My first husband, Scott, had an old Ford, F-150. The truck is not so old that it has become collectible or in any way unique. No power windows, no power door locks, no CD player; but she is strong, dependable, and reliable in a crunch. That old truck reminds me a lot of my husband.
When Scott died, I kept the pick-up. In the days after the loss, I would climb into the front seat, sit alone, and let the numbness wash over me. Other times I would slam the door and cry or curse depending on my mood, but I rarely drove it, and as the months and years passed, the truck sat mostly vacant and idle in the driveway.
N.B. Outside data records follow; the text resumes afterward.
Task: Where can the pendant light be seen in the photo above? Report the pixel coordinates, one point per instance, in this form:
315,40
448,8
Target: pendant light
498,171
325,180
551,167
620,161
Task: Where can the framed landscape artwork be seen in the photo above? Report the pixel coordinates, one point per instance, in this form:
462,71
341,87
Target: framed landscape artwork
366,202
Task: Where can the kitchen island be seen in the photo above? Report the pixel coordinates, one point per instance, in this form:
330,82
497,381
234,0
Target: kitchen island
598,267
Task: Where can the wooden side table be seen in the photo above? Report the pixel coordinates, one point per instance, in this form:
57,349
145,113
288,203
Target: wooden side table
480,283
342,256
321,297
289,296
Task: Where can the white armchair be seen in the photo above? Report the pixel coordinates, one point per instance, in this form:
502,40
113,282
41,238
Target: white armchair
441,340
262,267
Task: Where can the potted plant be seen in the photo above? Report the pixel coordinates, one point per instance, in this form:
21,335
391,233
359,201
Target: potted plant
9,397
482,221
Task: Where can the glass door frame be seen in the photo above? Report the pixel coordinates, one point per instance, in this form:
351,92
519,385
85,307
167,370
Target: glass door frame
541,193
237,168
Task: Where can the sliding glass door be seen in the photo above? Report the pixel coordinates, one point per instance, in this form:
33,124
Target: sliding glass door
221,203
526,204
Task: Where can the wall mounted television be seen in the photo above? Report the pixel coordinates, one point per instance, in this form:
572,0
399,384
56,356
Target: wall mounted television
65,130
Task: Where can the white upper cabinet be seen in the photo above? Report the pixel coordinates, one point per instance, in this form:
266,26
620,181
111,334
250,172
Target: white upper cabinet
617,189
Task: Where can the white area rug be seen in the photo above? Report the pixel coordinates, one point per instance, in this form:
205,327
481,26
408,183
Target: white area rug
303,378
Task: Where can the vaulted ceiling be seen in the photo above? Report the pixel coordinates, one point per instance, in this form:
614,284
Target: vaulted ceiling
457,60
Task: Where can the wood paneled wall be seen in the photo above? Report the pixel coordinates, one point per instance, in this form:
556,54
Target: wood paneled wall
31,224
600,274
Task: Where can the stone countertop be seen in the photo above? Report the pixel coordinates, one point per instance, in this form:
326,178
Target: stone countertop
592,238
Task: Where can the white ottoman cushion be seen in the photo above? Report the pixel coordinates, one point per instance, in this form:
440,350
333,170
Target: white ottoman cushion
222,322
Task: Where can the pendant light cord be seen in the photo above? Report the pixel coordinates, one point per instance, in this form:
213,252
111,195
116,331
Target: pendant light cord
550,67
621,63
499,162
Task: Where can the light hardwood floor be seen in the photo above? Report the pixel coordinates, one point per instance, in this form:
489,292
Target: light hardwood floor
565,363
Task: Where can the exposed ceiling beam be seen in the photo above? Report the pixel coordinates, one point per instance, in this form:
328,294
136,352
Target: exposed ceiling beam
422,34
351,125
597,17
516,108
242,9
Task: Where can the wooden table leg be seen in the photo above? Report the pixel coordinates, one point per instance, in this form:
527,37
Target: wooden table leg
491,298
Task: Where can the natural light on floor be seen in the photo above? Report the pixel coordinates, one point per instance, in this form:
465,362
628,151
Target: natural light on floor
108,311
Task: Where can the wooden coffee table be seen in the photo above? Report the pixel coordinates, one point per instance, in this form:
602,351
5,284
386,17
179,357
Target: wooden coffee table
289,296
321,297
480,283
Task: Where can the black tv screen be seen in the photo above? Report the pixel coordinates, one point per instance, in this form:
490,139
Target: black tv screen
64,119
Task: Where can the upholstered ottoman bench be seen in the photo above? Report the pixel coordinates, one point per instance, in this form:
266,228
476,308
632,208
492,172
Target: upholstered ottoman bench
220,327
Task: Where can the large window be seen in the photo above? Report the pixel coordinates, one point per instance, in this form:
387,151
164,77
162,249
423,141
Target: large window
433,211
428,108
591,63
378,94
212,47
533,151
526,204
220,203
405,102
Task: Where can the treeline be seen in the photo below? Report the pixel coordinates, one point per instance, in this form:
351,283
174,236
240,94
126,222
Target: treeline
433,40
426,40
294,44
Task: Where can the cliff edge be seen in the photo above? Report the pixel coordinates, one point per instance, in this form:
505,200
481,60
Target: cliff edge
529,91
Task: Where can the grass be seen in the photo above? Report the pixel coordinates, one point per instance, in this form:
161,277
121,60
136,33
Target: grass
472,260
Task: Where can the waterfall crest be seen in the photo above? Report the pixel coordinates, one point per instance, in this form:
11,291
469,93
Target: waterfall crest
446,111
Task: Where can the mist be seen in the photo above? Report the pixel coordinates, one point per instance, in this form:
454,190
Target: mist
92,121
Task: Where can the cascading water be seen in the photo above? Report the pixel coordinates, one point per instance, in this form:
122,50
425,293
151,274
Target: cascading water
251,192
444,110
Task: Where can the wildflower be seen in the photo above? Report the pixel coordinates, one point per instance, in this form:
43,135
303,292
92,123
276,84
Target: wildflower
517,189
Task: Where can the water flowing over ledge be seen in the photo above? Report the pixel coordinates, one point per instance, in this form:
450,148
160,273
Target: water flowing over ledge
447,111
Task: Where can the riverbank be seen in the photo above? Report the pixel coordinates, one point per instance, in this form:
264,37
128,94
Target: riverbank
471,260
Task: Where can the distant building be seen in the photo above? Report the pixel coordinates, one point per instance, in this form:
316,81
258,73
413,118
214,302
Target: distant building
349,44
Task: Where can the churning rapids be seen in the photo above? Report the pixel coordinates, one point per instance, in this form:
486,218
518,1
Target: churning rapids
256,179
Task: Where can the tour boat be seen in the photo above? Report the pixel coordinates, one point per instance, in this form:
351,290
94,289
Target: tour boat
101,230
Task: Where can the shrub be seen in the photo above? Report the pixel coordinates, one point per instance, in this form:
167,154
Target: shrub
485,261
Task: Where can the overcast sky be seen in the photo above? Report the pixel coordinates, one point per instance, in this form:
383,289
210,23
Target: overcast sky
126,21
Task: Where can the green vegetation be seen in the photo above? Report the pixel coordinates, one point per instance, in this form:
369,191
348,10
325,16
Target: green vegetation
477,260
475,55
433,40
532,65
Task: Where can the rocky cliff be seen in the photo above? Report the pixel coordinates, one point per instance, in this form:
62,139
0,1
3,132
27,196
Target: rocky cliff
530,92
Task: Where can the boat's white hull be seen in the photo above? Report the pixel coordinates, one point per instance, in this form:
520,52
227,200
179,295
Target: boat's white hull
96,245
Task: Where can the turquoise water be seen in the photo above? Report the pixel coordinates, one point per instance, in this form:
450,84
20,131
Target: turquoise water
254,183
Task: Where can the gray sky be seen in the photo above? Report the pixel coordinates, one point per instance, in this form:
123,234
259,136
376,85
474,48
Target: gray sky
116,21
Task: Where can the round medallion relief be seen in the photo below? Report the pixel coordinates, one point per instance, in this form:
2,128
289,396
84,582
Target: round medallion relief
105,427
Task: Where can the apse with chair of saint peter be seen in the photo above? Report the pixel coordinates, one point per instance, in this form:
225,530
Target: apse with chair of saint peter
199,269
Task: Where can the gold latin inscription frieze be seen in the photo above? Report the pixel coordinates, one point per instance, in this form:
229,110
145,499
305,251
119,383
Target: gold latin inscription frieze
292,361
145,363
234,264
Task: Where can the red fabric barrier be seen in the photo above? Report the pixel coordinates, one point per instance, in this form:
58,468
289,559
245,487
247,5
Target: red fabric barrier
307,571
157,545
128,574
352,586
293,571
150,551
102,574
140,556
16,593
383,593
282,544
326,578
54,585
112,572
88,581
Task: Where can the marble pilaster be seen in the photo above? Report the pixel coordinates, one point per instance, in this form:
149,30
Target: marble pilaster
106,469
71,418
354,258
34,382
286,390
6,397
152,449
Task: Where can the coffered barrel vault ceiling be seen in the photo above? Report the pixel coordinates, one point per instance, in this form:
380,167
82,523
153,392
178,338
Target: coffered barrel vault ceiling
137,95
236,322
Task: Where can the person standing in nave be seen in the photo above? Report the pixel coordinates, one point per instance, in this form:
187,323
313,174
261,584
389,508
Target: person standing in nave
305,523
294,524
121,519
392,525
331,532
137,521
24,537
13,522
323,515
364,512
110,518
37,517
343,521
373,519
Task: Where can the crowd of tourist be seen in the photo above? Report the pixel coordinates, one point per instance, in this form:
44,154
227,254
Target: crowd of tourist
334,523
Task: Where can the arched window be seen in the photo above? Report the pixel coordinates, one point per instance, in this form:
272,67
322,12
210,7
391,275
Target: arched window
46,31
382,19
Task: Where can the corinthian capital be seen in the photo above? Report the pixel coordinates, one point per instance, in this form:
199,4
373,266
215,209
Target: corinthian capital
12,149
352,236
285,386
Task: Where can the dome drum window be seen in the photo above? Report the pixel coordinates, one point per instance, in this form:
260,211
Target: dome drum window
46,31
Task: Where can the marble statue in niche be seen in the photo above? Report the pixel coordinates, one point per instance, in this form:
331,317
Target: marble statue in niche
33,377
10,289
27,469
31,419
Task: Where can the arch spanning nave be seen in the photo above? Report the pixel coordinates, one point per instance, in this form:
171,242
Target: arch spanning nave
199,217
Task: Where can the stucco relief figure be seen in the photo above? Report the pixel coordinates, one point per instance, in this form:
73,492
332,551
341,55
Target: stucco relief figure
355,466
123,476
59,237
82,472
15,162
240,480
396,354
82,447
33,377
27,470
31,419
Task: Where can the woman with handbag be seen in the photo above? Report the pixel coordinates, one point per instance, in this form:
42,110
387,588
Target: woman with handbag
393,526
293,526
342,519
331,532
When I met my second husband, Tim, he bonded with the truck. He changed the oil, bought new tires, had the dent fixed where the mailbox had T-boned me one hectic morning years prior. He washed her, waxed her, steam-cleaned the interior, and he drove her (apparently it is not good to let a vehicle sit too long without being run. Who knew?)
That old truck has hauled dirt, and gravel, and camping gear. Furniture, dogs, and children. She is a one-ton pick-up but one miraculous afternoon, Tim loaded her with a ton and a half of flagstone, and she carried it without complaint.
I like to think that the two men I love most have bonded over that old Ford. They have gotten to know each other through that truck, created a relationship, and an understanding. They both saw her value and her beauty. They both cared for her, admired her. Both of these amazing men have repaired her and me.